This is a recent column from Why Can’t I Eat My Dog?, an ongoing Q&A series about the strange inner workings of U.S. culture. The column is published each month in my newsletter.

Quandary

How do people know how long to clap/applaud at social events?
~Baylee

Anthropological Explanation

Baylee’s question sent me to JSTOR, bastion of academic articles. Unsurprisingly, music journals had a lot to say on this subject, most of it of the hand-wringing variety. (As in, “why, oh, why can’t our stupid audiences clap the way we professional performers think they should?”) But let’s step away from that cacophonous minefield–I’ve collected a few choice gems in the “Miscellany” section at the end–and talk about crowds, social norms, and communication. This discussion focuses on a U.S. cultural context, because that’s what I have the most experience with.

There are different schools of thought about what drives group behavior, some that allow for more individual agency and rationality than others. My attempt to answer this question will employ a mish-mash and I probably won’t provide an adequate literature review to trace their lineage. I’ll be talking about applause in terms of the social situation of a performance, but we can apply a similar analysis to sporting events, speeches, or any situation that involves a person or people set apart from the people whose role in the interaction is primarily observational.

Applause is a form of communication both between audience and performer and among audience members.
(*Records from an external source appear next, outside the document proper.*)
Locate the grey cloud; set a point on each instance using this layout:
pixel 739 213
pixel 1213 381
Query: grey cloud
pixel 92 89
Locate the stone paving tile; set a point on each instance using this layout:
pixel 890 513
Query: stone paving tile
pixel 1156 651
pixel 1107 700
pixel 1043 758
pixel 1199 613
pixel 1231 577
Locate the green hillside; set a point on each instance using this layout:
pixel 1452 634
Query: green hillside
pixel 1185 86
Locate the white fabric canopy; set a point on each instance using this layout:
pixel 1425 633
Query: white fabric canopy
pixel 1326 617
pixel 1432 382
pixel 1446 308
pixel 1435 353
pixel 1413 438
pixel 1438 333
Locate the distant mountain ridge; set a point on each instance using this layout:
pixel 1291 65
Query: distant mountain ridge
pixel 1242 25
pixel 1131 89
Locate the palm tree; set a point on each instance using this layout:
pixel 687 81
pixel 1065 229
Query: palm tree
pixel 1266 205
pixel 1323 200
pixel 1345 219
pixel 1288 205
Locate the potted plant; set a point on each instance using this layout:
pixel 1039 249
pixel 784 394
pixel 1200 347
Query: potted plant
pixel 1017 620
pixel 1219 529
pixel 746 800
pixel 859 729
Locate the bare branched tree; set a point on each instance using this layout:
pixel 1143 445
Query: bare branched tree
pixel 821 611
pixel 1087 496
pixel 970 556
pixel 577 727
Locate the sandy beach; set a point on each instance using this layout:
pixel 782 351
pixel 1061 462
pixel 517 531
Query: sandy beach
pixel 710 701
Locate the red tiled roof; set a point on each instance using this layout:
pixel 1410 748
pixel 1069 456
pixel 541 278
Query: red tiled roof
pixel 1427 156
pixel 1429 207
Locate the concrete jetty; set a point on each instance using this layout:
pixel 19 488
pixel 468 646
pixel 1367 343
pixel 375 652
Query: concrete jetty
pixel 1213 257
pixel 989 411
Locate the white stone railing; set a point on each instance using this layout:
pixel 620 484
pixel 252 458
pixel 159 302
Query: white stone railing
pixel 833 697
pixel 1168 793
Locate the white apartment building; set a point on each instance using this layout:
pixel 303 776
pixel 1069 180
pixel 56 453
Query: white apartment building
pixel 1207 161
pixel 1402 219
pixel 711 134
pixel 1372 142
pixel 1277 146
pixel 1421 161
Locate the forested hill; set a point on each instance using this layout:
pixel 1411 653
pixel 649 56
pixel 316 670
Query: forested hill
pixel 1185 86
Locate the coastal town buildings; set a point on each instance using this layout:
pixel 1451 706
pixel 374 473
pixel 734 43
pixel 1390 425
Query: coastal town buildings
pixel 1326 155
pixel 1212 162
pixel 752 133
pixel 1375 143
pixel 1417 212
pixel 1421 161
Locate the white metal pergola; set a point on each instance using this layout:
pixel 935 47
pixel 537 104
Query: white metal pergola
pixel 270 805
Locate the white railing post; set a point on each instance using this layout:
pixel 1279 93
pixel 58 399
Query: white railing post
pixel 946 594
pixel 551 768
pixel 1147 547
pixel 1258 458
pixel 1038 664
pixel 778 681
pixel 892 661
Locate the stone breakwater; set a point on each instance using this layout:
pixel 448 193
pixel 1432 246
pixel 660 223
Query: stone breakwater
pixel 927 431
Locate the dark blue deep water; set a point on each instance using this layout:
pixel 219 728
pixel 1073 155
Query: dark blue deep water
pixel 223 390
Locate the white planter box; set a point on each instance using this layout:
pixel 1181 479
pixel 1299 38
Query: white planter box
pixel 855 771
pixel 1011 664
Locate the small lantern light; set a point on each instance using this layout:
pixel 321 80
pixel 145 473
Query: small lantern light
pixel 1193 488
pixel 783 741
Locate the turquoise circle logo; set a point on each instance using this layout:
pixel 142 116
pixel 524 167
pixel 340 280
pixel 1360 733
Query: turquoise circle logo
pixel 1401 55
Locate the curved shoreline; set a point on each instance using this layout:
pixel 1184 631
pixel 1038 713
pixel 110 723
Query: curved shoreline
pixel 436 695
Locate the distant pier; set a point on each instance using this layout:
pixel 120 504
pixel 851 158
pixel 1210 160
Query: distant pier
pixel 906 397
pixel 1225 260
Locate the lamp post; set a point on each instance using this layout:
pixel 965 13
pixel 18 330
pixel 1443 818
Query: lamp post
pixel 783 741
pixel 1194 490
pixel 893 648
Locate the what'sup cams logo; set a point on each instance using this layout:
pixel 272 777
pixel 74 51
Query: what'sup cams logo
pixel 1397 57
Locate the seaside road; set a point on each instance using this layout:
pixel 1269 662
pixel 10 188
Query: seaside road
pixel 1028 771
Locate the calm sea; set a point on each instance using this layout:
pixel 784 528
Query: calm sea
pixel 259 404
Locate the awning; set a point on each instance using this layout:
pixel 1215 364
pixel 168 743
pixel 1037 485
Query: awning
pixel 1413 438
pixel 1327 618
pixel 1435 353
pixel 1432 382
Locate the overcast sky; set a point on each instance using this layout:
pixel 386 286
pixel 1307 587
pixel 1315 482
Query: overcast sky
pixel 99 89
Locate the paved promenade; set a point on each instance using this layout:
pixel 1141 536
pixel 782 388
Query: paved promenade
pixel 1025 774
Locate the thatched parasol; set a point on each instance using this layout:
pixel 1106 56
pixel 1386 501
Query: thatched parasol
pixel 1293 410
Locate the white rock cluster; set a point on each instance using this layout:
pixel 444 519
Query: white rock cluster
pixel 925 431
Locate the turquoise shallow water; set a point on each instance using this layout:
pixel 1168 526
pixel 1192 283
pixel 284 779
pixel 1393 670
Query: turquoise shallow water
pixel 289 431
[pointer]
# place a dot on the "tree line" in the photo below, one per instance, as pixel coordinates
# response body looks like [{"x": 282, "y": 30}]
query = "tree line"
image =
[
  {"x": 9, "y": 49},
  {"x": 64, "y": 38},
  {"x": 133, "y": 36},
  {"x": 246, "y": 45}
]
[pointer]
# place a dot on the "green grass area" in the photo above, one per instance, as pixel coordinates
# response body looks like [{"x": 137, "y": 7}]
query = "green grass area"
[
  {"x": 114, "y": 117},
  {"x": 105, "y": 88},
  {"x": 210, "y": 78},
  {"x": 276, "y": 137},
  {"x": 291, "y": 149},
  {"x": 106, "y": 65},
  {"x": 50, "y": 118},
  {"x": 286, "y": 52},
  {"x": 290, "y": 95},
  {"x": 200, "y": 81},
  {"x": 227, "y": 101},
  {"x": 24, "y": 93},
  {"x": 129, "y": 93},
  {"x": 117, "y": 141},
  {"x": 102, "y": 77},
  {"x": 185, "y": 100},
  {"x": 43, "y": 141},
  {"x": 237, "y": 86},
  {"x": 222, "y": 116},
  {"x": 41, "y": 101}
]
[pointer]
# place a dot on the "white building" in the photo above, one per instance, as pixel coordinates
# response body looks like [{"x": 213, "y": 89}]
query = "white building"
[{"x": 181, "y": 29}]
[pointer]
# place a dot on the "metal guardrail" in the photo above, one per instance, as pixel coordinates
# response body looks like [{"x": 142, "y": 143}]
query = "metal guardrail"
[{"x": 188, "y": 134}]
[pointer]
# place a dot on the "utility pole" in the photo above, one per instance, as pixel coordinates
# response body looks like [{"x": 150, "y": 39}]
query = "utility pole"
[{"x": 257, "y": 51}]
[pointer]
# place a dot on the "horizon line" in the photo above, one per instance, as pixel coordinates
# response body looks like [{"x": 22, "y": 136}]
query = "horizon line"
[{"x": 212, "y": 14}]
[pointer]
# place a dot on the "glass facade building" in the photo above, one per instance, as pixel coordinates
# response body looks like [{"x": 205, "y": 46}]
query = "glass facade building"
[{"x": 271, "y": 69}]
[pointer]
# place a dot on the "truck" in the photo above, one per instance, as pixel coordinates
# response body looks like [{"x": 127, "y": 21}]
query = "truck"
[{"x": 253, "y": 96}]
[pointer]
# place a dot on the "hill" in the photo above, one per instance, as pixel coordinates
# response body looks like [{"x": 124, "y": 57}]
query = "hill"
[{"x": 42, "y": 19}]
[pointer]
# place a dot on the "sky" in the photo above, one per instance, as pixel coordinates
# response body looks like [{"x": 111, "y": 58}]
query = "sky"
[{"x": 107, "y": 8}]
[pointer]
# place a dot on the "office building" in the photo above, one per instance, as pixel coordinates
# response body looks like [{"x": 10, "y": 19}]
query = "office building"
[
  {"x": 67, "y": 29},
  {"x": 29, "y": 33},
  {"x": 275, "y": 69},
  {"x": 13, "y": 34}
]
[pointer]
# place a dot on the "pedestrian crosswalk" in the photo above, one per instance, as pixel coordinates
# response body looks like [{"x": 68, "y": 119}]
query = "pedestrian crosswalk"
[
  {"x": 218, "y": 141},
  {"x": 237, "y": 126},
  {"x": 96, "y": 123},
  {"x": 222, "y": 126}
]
It can encapsulate several meanings, often at once:

1. Indicating that the performance is over.
2. Demonstrating support of what just concluded.
3. Demonstrating support of the person or people who performed.
4. Indicating a positive emotional or intellectual reaction to the performance.
5. Demonstrating adherence to social expectations of polite behavior.

Let’s unpack that last one. We have been conditioned to behave in certain ways depending on what context we find ourselves in. These are social norms. People who become members of an audience have joined in a ritual that triggers a set of behaviors, one of which is clapping at the conclusion of the performance. In addition, by becoming a member of the audience, people suspend certain individual behaviors in the service of greater group cohesion. Regardless of whether an individual enjoyed a given performance or not, that individuals is likely aware that society expects them to applaud when it is over. To not engage in the group act of applause would be making a strong statement against said performance. Unless an individual has reason to make their negative reaction to the performance publicly known, they are probably going to contribute a few halfhearted claps to the group’s applause at the “proper” moment.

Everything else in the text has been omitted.